Equipped with shovels and wooden coffins, hundreds of Iraqi families have gone to a cemetery on the outskirts of Najaf. They are there to bury their relatives who died in covid-19, and bury them where the family is.

The family of a person who died in covid-19 in the cemetery outside Najaf. The photo is from July.Image: Anmar Khalil / AP / TT

The sound of crying and prayer is mixed with the clink of shovels and picks. At the crown cemetery in the desert outside Iraqi Najaf, feverish activity prevails.

Since restrictions on the burial of people who died in COVID-19 were relaxed, Iraqi families began making pilgrimages by the hundreds to the graves of their relatives, to bury the bodies and re-bury them in a regular cemetery.

Mohammad al-Bahadli is digging in the hot desert sand with his bare hands to find his father’s body.

– Now he will finally be allowed to be with our people, our family, in the old cemetery, says the 49-year-old, accompanied by sobs from family members.

During the beginning of the pandemic, conventional burials of the Covid-19 dead were banned, and a special cemetery of a simpler type was established on the outskirts of Najaf in central Iraq, a holy city for Shiite Muslims. Only a relative could attend funerals, which often took place in the middle of the night. There are Shia and Sunni Muslims and Christians here.
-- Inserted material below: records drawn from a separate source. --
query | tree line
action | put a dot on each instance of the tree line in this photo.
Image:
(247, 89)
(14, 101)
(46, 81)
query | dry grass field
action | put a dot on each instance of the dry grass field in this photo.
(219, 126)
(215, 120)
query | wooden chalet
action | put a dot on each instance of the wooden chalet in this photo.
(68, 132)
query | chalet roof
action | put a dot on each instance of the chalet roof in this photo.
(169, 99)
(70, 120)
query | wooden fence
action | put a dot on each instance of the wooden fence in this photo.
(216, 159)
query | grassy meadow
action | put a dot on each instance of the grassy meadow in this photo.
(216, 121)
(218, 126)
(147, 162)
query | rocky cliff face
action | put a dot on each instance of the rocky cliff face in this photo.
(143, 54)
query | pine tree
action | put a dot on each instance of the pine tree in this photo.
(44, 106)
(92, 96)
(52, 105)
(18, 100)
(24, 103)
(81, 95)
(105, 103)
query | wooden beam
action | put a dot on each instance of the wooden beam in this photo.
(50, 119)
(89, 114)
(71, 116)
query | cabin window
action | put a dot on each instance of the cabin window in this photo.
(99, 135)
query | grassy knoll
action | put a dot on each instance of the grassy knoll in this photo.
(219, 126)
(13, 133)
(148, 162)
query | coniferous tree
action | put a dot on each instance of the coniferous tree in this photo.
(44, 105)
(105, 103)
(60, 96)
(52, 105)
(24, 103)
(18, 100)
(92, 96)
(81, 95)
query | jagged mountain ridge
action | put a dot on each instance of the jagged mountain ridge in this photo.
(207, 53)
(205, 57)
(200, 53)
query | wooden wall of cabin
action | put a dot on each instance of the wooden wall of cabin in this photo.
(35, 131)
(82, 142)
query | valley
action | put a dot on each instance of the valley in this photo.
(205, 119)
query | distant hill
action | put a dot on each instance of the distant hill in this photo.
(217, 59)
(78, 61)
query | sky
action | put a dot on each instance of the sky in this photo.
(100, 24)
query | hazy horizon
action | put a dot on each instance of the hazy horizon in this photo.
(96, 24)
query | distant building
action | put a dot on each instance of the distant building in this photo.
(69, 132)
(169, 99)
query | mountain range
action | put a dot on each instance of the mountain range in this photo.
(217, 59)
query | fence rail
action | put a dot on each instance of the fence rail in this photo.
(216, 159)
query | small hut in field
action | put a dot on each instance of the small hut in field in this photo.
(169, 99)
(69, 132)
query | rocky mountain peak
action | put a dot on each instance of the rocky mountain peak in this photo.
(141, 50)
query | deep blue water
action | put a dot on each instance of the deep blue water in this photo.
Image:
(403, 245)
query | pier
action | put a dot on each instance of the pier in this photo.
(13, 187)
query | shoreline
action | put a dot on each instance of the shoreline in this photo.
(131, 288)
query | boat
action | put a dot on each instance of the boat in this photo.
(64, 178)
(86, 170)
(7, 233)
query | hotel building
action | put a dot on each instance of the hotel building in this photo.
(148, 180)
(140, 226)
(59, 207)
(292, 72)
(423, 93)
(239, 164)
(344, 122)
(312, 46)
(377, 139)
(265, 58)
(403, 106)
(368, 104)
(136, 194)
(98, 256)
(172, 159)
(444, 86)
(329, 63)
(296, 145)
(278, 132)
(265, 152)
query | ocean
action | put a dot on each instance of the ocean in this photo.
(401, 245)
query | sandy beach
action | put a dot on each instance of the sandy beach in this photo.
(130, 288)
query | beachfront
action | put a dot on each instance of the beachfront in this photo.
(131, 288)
Moving the bodies of Najaf and re-burying them in family graves has also been banned, as authorities feared the bodies could spread the virus. But on September 7, it was announced that the Covid-19 dead would now be allowed to be unearthed and transferred, in cases where the family so wishes.
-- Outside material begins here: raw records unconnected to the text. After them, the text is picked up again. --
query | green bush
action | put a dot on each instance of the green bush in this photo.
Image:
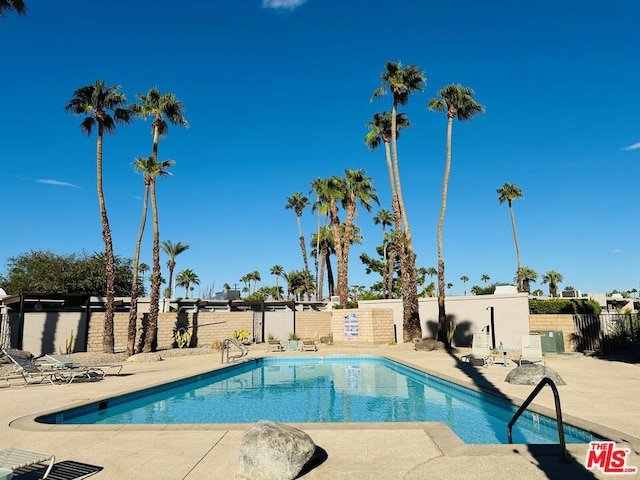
(564, 305)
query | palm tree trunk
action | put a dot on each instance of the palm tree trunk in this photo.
(108, 340)
(133, 312)
(154, 306)
(442, 316)
(515, 239)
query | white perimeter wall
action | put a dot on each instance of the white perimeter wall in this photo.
(470, 314)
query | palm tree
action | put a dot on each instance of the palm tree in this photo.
(457, 102)
(402, 82)
(298, 202)
(277, 271)
(355, 188)
(509, 192)
(161, 108)
(105, 107)
(186, 278)
(553, 278)
(527, 275)
(150, 170)
(384, 218)
(143, 268)
(173, 250)
(464, 279)
(7, 6)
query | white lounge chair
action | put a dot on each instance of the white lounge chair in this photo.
(531, 349)
(481, 353)
(309, 346)
(29, 372)
(274, 346)
(57, 360)
(16, 458)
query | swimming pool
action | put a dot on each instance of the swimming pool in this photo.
(322, 389)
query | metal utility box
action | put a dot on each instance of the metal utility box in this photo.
(552, 341)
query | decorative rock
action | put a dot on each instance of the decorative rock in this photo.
(274, 451)
(428, 345)
(532, 374)
(145, 357)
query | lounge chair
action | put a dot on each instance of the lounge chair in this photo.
(531, 349)
(29, 372)
(481, 353)
(15, 458)
(57, 360)
(309, 345)
(274, 346)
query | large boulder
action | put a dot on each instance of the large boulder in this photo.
(274, 451)
(532, 374)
Many of those in the cemetery outside Najaf come from other parts of the country.

– He was buried so far from home. “I’m not sure it was done according to all the religious rules,” al-Bahadli said of his 80-year-old father.

Among the graves are Iraqis who brought their own shovels, buckets to carry the sand and new wooden coffins to carry the dead. No medical personnel, who can ensure that the excavations are carried out in the correct way, is visible, according to the correspondent for the AFP news agency.

In several cases, people dug in the wrong places and found the remains of a young man instead of an elderly mother, or an empty coffin. Other bodies have not been draped in funeral garb, something that angered the Shiamilis who conducted the funerals, as required by Islam.

The risks of becoming infected with COVID-19 when handling human remains are low, according to the World Health Organization (WHO). The announcement, made in early September, contributed to the Iraqi unrest, although authorities stressed that the bodies can only be moved by “specialized medical teams.”

Abdallah Kareem’s brother, Ahmed, died in the suites of a covid-19 infection. The family has chosen to leave Ahmed here in the cemetery on the outskirts of Najaf, 230 km from his home in Muthanna province, because they fear that violating religious orders will bury him again.

“The gravediggers do not have the right experience or the right equipment,” says Abdallah.

Done

Coronapandemin i Iraq

Iraq, with a population of about 38 million, is one of the Middle Eastern countries hardest hit by the corona pandemic.

In total, more than 280,000 cases have been reported. Almost 8,000 have died.